A powder, cream or liquid used to give you a healthy, rosy glow.
Why might I want to use this stuff?
Most everybody wants to have some healthy-looking color in their cheeks, but sometimes you just don’t, either because that’s just how your skin is or because you covered it all up with foundation. Blush lets you bring it back, but better – you can put it exactly where you want it.
How do I choose the right one for me?
All the formulas will work on any skin type, but some might benefit you more than others.
- Powder – this is the most common type, and works well on most skin types. Generally you see blush as a pressed powder, though some brands have loose powders available.
- Cream – while cream formulas work well on most skin types, they’re especially good for very dry or dehydrated skin since they generally have a more dewy appearance and won’t pull moisture out of the skin.
- Liquid- this type of blush can be either a thick liquid (almost a cream in a tube) or a very thin one. These leave an almost stain-like appearance and tend to wear well on bare skin.

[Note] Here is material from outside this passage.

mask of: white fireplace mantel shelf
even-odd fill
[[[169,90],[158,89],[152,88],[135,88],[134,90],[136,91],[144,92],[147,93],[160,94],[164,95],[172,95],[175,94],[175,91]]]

Blush mostly comes in various shades of pink or red, but you can get them in a range of practically orange all the way to purple. Certain shades will probably favor your skin tone more than others, but most people can wear just about anything as long as it’s applied well and coordinates with the rest of their makeup for the day. I tend to wear either all cool tones (eyeshadow, lipstick and blush) or all warms.
Just like eyeshadow, blush comes in a pretty fair range of matte-to-glittery finishes. Very shimmery blushes tend to be less forgiving if your skin is oily or has uneven texture.
The main things I look for in a blush as far as quality goes are pigmentation, texture and wear time. While some blushes are meant to be more sheer than others, you should be able to build the color up without the product looking patchy or cakey. The product should blend easily and consistently on the skin; powder blushes should be finely milled, and cream ones shouldn’t feel sticky or waxy. Wear time will vary based on your skin and any foundation/primer that you use, but I prefer a blush that will last at least eight hours without fading.